Opening a retail space in New York is a move that signals success. To keep it that way, you’ll need a favorable deal. You don’t want to end up paying more for the space than you can earn back in profits. At the same time, you don’t want to take a “sweet deal” on an abandoned area. Smart negotiation will be the key to getting a livable arrangement.
Decide in advance what you need
Real estate deals are a lot simpler to make when you have a clear idea of what you want and need. To begin with, you need to know the precise extent of your budget. You also need to know what equipment to stock your space with. It also helps to clearly understand what kind of goods you will be selling.
Does the kind of business you are setting up require outside parking? Will you need to install dressing rooms or other conveniences? These are matters whose answers will define the kind of space you need. There is also the question of what location you should choose.
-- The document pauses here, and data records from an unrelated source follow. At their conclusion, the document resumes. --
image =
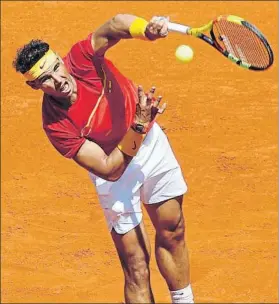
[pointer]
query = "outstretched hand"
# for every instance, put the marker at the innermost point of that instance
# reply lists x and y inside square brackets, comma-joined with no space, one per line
[147,109]
[157,28]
Should it be part of a shopping center or mall or completely detached?
Don’t take the first deal they offer
The formula for leasing real estate for commercial purposes isn’t as complex as it may seem. One of the biggest mistakes you can make is to take the first deal offered. Landlords lead with the highest amount they think they can get. But the key to getting a good deal is to negotiate. Feel free to do so until they hit on a price right for you.
Ask for a lower early termination fee
Suppose your business fails and you need to move out? What if it succeeds, and your present space becomes too small? In either case, you’ll have to end the lease. To do so, you will need to negotiate an early termination fee. The lowest possible fee should be agreed upon before signing your agreement.